Business tax on sub-brokerage of foreign stocks cut to 3%

A new revision of the Value-added and Non-value - added  Business  Tax  Act,  passed  by  the Legislative Yuan on January 10, lowers the business tax on services for branches of foreign companies with no fixed place of business in Taiwan from 5% to 3%.

Under  the  original  rules,  foreign  enterprises, government agencies, organizations, or associations that have no fixed place of business in Taiwan and that  sell  financial  services  to  domestic  buyers  are subject to a business tax of 5%, with the exception of foreign insurance firms whose income from reinsurance services is taxed at a rate of 1%.

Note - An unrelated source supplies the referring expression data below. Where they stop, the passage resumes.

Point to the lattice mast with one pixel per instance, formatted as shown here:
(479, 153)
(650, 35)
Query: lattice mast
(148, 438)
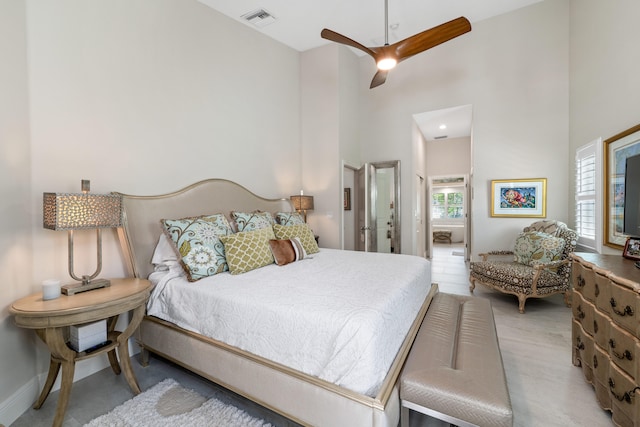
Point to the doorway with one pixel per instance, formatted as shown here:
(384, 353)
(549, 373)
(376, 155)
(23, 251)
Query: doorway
(377, 207)
(449, 214)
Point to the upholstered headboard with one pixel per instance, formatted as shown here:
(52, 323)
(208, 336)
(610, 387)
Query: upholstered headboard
(142, 214)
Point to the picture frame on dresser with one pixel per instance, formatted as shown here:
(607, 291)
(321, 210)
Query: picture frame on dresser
(616, 151)
(632, 248)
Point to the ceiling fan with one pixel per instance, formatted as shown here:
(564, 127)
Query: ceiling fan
(388, 56)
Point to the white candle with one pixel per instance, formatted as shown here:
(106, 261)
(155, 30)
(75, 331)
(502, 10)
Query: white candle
(50, 289)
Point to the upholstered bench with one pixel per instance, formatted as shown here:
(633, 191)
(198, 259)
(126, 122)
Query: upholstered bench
(454, 371)
(442, 236)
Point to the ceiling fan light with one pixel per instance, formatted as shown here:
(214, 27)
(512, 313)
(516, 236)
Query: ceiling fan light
(386, 64)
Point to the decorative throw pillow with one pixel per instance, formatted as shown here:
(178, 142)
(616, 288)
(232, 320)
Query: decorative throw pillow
(286, 251)
(535, 247)
(289, 218)
(302, 232)
(249, 221)
(248, 250)
(197, 242)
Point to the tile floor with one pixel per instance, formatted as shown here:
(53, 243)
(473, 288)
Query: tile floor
(546, 389)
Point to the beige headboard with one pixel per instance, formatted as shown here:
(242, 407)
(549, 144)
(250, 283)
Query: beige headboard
(142, 214)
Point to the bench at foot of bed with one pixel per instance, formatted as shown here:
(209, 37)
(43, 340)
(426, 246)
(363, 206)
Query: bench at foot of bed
(454, 371)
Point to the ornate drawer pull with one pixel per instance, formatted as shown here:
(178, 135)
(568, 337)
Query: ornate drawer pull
(628, 311)
(626, 397)
(625, 355)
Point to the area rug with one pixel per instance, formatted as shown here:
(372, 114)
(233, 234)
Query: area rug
(169, 404)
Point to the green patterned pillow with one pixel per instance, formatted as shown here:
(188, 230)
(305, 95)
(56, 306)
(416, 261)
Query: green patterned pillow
(289, 218)
(302, 232)
(535, 247)
(248, 250)
(197, 241)
(249, 221)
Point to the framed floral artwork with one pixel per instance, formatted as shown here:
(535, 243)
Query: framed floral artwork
(632, 248)
(519, 198)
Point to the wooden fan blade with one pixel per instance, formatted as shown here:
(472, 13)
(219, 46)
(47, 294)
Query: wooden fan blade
(339, 38)
(431, 38)
(379, 78)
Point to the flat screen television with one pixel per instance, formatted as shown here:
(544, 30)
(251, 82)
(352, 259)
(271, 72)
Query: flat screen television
(632, 196)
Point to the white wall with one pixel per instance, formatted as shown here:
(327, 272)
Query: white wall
(17, 356)
(140, 97)
(604, 75)
(514, 70)
(329, 115)
(449, 157)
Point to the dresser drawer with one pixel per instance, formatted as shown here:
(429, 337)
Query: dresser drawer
(601, 327)
(623, 350)
(600, 368)
(602, 292)
(583, 312)
(583, 347)
(624, 306)
(584, 280)
(625, 398)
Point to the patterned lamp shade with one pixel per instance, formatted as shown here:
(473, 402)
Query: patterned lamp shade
(78, 211)
(302, 203)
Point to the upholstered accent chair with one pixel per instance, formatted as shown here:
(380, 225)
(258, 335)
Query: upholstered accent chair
(537, 267)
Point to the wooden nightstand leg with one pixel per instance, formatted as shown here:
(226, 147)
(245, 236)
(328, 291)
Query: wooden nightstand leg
(123, 347)
(113, 358)
(113, 361)
(59, 351)
(68, 369)
(54, 368)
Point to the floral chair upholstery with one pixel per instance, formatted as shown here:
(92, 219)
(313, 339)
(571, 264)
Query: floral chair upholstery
(538, 266)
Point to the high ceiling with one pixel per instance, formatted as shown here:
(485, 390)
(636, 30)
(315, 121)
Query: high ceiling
(298, 23)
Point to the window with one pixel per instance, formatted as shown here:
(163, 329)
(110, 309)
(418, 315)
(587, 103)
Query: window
(447, 204)
(587, 203)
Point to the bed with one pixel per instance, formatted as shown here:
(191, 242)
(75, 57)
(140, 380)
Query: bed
(313, 393)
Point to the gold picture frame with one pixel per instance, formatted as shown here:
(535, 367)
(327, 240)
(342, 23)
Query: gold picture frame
(616, 150)
(519, 198)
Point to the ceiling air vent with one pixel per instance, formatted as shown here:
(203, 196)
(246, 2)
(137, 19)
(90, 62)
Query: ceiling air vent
(259, 18)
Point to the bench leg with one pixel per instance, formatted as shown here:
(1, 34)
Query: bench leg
(404, 416)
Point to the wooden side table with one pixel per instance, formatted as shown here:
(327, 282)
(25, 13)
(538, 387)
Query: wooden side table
(50, 319)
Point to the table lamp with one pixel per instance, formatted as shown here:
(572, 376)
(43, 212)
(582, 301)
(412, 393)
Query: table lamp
(302, 203)
(81, 211)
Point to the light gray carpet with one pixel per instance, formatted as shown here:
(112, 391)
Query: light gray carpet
(169, 404)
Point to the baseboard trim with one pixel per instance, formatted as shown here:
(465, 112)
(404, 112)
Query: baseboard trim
(20, 401)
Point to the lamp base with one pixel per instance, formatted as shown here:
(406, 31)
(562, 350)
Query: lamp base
(76, 288)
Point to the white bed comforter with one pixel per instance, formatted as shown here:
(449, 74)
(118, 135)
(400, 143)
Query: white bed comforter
(340, 315)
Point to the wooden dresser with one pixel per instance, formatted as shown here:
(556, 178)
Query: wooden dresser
(606, 331)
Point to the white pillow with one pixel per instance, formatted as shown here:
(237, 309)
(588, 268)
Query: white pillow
(164, 255)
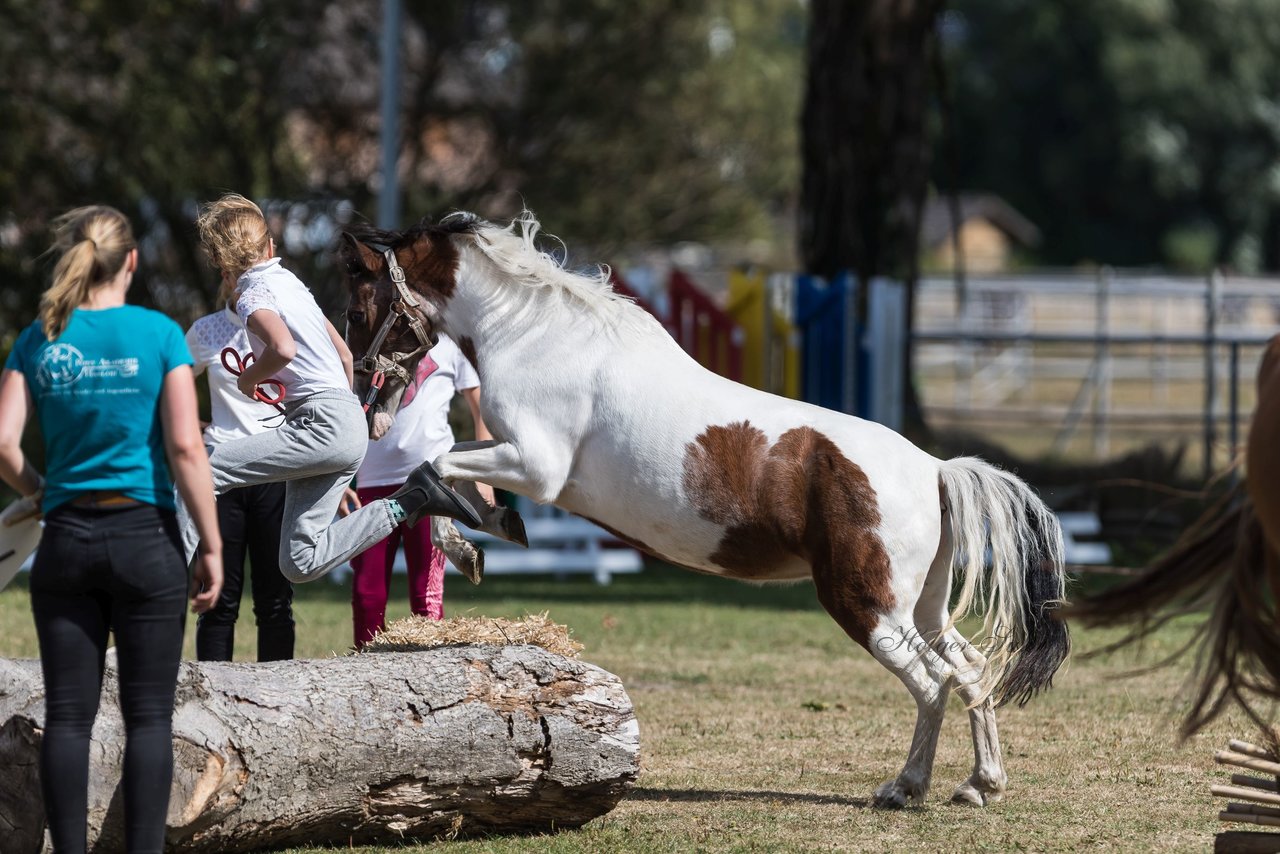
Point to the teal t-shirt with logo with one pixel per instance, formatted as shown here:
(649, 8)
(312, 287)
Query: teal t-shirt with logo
(97, 397)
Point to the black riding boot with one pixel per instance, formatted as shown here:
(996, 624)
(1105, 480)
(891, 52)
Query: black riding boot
(424, 494)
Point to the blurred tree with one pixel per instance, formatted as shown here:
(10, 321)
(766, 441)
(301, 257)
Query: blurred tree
(1129, 131)
(865, 145)
(618, 123)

The Ministry of Finance (MOF) notes that the new rate of 3% provides an appropriate balance of tax burden between domestic and overseas financial businesses, and will thus stimulate the development of international financial trading.

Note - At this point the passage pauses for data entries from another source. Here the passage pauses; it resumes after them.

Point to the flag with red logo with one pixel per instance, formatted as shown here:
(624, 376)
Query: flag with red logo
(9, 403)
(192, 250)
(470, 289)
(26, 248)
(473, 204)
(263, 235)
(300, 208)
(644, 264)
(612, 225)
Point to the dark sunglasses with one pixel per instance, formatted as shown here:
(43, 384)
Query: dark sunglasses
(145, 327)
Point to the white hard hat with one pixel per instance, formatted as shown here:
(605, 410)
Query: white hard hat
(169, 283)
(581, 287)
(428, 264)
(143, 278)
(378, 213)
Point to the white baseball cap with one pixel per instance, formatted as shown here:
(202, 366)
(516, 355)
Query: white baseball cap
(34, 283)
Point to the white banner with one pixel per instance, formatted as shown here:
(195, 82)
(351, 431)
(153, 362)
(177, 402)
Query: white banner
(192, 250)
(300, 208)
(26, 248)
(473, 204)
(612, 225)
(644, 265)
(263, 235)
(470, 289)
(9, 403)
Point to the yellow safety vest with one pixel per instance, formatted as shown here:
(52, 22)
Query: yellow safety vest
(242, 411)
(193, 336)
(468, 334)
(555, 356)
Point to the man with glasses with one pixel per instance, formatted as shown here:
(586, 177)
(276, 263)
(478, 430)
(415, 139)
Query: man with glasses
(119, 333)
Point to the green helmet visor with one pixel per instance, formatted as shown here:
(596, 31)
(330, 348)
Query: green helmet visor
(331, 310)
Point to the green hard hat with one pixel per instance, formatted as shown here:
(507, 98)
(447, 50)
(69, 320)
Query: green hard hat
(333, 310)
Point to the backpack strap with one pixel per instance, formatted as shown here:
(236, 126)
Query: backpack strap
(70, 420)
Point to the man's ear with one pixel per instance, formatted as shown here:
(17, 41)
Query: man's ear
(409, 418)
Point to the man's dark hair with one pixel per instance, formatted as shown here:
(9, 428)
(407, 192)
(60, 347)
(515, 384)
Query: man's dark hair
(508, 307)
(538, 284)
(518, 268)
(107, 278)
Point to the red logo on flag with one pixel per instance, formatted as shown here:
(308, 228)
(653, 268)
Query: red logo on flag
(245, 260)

The  revision  also  demarcates  the  scope  of “bonded area,” “bonded area business,” and “tax area business,” and stipulates that bonded goods entering  a  bonded  area  from  overseas  are  not included within the scope of “imported goods.” In addition, bonded area businesses that sell goods to tax area businesses for direct export, or for storage in a designated bonded area for later export, without being shipped into a tax area, will be subject to a
business tax rate of zero.

The MOF also points out that in the future, the frequent  practice  of  commercial  outlets  offering goods or services at the untaxed price to customers who want to save the 5% value-added tax and are willing to waive an official invoice will be significantly corrected. Under the revised law, businesses that fail to include the 5% VAT into the retail price of products or services, and that fail to correct their behavior upon notification, will be fined.